Chain Length Dependence of the Striped Phases of Alkanethiol Monolayers Self-Assembled on Au(111): An Atomic Beam Diffraction Study

Abstract

Low-energy helium atom diffraction measurements of the surface structure of n-alkanethiol films deposited from a molecular beam on to the (111) face of gold single crystals (at an impingement rate on the order of 1011±1 molecules cm-2 s-1) show that the thiols form “striped” overlayers. These structures are similar to those previously seen by Dubois et al. in a recent low energy electron diffraction (LEED) study of vapor-deposited overlayers (J. Chem.

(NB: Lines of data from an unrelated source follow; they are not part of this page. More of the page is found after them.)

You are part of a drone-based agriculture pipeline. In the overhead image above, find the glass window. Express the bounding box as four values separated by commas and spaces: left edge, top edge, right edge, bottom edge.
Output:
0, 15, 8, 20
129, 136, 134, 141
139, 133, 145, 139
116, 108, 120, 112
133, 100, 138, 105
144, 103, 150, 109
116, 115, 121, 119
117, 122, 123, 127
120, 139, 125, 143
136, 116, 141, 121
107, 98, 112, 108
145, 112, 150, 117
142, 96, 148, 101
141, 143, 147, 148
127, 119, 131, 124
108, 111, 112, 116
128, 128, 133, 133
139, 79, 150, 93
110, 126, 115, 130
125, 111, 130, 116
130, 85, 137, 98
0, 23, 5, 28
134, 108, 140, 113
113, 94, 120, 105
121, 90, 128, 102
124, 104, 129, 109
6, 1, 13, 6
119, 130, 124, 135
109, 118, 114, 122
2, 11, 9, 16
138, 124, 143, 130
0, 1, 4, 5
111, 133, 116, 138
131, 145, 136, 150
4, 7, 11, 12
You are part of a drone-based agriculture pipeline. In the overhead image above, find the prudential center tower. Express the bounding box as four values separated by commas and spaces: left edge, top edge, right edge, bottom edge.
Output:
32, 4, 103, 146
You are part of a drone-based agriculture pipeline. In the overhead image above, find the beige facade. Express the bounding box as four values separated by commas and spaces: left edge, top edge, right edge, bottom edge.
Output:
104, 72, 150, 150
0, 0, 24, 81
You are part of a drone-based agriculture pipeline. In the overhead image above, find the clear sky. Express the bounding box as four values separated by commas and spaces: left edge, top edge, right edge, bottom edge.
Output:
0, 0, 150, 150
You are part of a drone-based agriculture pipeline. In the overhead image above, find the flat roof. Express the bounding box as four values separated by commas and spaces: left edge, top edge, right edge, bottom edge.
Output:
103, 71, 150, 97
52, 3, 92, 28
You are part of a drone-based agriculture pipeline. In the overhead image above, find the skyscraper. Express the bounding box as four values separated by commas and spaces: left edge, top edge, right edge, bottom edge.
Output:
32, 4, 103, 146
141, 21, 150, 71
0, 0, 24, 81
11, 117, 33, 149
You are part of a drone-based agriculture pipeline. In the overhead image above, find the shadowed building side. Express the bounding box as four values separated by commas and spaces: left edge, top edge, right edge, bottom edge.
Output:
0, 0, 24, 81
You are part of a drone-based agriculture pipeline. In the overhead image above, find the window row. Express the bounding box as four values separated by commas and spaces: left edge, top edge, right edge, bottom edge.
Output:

Phys. 1993, 98, 678), by Poirier et al. in a scanning tunneling microscope (STM) study of low coverage solution-grown short-chain thiols monolayers (Langmuir 1994, 10, 3383), and more recently by us, Poirier, and Tarlov by thermal treatment of the full-coverage c(4√3×2√3)R30° phase formed in the standard way by self-assembly from solution (J. Chem. Phys. 1994, 101, 11031). The surface periodicity of the monolayer structures observed in the present study can be described (with respect to the Au(111) surface lattice) in terms of a rectangular p×√3 unit mesh where p, the periodicity of the stripes, scales linearly with the length of the adsorbed thiol. The absolute value of the stripes' period is, with a maximum deviation of 3%, 1.9 times the length of the corresponding fully stretched thiolate fragment which coincides with the length of the corresponding fully stretched dialkyl disulfide. The present results, analyzed in the context of the others, confirm the presence of coverage-dependent and chain-length-dependent phase behavior in these systems and suggest that, at the lowest “full” coverages, the molecules may assume a near-flat configuration on the gold substrate.